I recently got to travel to a remote Native Alaskan village (population ~70). I spent a few days teaching in the school, which consisted of two classes: 5 primary students, and 6 secondary students. With one teacher for five grades, the older kids helped the younger kids and everyone worked together. I was surprised at how well the students got along; conflicts were usually resolved quickly without the teacher needing to interfere. The school in general seemed very close-knit, more like a family.
Seeing that extreme example of small-town community shed light on my own small town, and community dynamics in general. The town where I live is just small enough that there are no cliques. One woman I know describes it thus: there are two types of people in the world, shiny people and hairy people; this is a place where shiny people and hairy people mix. It’s true; in a small, isolated group, everyone gets along because they have to.
My favorite feature of small-group community is the lack of social stereotyping and categorizing. It’s not just that shiny people and hairy people mix; there’s no need to be one or the other, to associate yourself with any such identifying paradigm. The prevalence of social categorization in the world is something that has always bothered me. There’s a general pressure to find where you fit in, to identify yourself with a social/personality group; and once you find your social group, to conform even more to its norms. It just drives me crazy that even if your social group is “people who don’t care about their appearance”, there are still norms of dress and material accessories.

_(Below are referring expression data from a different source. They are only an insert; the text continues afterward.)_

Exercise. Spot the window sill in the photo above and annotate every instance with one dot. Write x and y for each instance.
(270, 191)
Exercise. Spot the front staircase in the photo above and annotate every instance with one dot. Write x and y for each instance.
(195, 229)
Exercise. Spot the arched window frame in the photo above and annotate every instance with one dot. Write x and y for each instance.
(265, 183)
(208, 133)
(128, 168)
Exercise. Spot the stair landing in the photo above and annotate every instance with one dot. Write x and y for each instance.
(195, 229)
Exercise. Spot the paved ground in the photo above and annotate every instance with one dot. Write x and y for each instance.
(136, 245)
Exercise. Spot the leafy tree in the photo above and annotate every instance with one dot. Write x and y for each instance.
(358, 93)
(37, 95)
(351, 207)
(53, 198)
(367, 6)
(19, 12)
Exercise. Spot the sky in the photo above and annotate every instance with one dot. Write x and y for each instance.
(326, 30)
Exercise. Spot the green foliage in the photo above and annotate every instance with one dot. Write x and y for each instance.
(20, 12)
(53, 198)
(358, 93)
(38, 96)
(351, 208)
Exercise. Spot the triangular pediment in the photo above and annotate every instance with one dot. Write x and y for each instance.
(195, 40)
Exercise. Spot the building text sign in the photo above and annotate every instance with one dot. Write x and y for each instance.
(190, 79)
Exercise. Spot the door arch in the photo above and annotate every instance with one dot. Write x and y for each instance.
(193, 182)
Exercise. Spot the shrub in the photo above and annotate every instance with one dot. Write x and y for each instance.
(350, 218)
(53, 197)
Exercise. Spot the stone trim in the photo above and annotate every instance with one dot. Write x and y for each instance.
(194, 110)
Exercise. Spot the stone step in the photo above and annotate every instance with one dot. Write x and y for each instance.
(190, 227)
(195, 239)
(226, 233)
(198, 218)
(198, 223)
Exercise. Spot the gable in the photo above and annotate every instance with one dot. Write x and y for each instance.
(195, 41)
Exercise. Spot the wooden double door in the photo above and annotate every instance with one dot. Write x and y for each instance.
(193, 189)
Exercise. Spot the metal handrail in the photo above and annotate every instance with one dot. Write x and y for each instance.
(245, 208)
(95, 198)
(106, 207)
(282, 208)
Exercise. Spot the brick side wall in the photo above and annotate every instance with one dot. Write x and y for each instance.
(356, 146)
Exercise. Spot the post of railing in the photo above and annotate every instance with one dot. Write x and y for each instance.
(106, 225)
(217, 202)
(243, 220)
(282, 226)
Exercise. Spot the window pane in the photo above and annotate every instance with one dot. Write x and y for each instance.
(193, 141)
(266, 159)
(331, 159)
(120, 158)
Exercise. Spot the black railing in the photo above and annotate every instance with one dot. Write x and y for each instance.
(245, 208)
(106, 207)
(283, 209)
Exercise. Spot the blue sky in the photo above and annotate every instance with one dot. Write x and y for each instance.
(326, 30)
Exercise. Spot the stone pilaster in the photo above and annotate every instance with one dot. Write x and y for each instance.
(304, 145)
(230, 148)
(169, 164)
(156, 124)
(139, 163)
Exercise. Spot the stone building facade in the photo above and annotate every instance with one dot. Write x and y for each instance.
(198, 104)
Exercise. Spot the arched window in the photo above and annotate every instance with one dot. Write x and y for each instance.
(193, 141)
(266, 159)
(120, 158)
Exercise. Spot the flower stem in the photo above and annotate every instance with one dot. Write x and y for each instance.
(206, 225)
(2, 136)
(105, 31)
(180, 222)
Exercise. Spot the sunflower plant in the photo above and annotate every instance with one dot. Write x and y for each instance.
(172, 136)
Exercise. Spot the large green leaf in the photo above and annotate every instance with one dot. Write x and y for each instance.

I suppose that categorization is an inevitable result of having a large population or a large number of anything. Things like categorizing music and literature into genres are helpful when you’re shopping, but I don’t think it’s necessary to use those genres to categorize social groups and then reinforce their categorization. I absolutely loathe the question “what kind of music do you listen to?” as a social identifier.
All of the best experiences of my life have been within small, single-group communities. Within those groups, the lack of social categorization makes me feel free and more genuinely myself. In a small place, you get along with people who you wouldn’t normally be friends with, given a wider selection. Categories don’t disappear entirely, but you get to know more types of people, and there is often only one person in each category, giving everyone a chance to be unique and to define their own social role.
Of course, a significant disadvantage of such a circumstance is the lack of opportunities to specialize and explore interests that don’t interest anybody else. And small towns have their own problems. Native villages, including the one I visited, have huge problems with drugs, alcohol, and domestic violence. Those problems also exist in my town, and they also lack social categorization, not being confined to certain parts of town or certain groups of people, or even behind closed doors like it might be elsewhere. They can’t be avoided. Everyone knows everyone else’s business, and everything is conserved: your actions, your mistakes, your relationships, your embarrassments, and others’. All that really pisses me off sometimes, and sometimes I long for anonymity, for myself and for the kid whose father shows up drunk to yell at her in public. Still, for selfish reasons, I think I prefer this type of community. The blurring of stereotypes and social lines, both positive and negative, gives me the freedom to be myself and to know more surely who that is.